In his first major speech since his party’s stunning by-election victory in Chesham and Amersham last month, Sir Ed will say that the “wrong-headed” reforms have created a “strong tide of dissatisfaction” with the government in traditional Tory heartlands already uneasy with Mr Johnson’s approach on business and the environment.
And he will make clear that Lib Dem strategists believe the Buckinghamshire constituency – which fell out of Tory hands for the first time with a remarkable 25 per cent swing to Davey’s party – was not a one-off, and that the prime minister risks seeing other bricks in the Blue Wall topple.

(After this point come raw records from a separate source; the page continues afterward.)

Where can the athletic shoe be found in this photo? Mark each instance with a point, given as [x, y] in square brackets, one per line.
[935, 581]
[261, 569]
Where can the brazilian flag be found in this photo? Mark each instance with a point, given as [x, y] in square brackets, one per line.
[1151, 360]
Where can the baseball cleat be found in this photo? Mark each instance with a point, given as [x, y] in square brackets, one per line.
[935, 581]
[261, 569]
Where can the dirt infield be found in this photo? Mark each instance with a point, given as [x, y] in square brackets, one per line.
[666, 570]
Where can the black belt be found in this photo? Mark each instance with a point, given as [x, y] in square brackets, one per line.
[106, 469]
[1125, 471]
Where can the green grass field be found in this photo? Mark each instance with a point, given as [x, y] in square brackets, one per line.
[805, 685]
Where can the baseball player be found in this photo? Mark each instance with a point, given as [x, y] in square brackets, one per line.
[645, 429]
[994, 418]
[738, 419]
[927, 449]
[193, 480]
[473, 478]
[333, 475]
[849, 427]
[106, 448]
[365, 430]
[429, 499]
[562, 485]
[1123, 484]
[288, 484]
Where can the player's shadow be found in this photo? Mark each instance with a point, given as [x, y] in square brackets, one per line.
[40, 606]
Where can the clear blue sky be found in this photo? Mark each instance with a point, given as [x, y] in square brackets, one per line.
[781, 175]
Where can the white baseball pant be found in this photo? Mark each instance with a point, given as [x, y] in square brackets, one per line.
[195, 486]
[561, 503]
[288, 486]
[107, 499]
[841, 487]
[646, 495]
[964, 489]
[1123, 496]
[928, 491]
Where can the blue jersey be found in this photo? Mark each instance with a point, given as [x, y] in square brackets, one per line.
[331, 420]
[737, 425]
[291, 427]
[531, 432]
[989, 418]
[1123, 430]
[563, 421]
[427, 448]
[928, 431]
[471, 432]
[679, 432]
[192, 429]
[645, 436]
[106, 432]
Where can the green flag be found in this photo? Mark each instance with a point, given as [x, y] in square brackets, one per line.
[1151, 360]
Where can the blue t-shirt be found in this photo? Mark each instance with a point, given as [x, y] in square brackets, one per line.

Speaking to the Local Government Association conference on Wednesday, Davey will say: “From planning to potholes, from businesses to the environment, there is a strong tide of dissatisfaction with this government on a whole range of issues across the Blue Wall.
“Conservative MPs might kid themselves that this unhappiness is confined to Chesham and Amersham, but we know better.
“Liberal Democrats won that by-election by listening carefully to people’s concerns: about their families, their communities and our precious natural environment.
“Now Boris Johnson must do the same – and he should start by ditching his ill-thought-through and undemocratic planning reforms.”
Sir Ed will insist he is not a nimby, declaring that “we absolutely do need to get more homes built”.
But he will warn that the government’s reforms do “nothing” for young families and first-time buyers desperate for a home of their own, while stopping communities from protecting green spaces.
“The reforms would take power away from communities and individuals and hand it to wealthy property developers – including, incidentally, the ones who donated £11m to the Conservative Party last year,” he will say.
“From removing the requirement on developers to include affordable homes in their plans, to taking away people’s current right to object to specific development proposals, his planning reforms would allow developers to build big, expensive houses for the wealthy and maximise their profits, rather than build the homes people and communities actually need.”
Sir Ed will call for an extension of the neighbourhood plans pioneered by Liberal Democrat ministers during the coalition government of 2010-15, which he said were allowing local people to help shape their communities by setting targets on priorities like affordable homes to rent, sustainable homes and the protection of green spaces.
“Developers don’t like neighbourhood plans,” he will say. “Which probably explains why this Conservative government’s planning reforms would massively restrict their potential. So once again, local people’s voices would be ignored.
“Don’t let Boris Johnson con you into thinking it’s a choice between his plan and no plan. Between the wrong homes in the wrong places and no homes at all.
“There is a better way. A way to genuinely tackle the housing crisis while safeguarding our natural environment and putting power where it belongs: in the hands of individuals and their local communities.”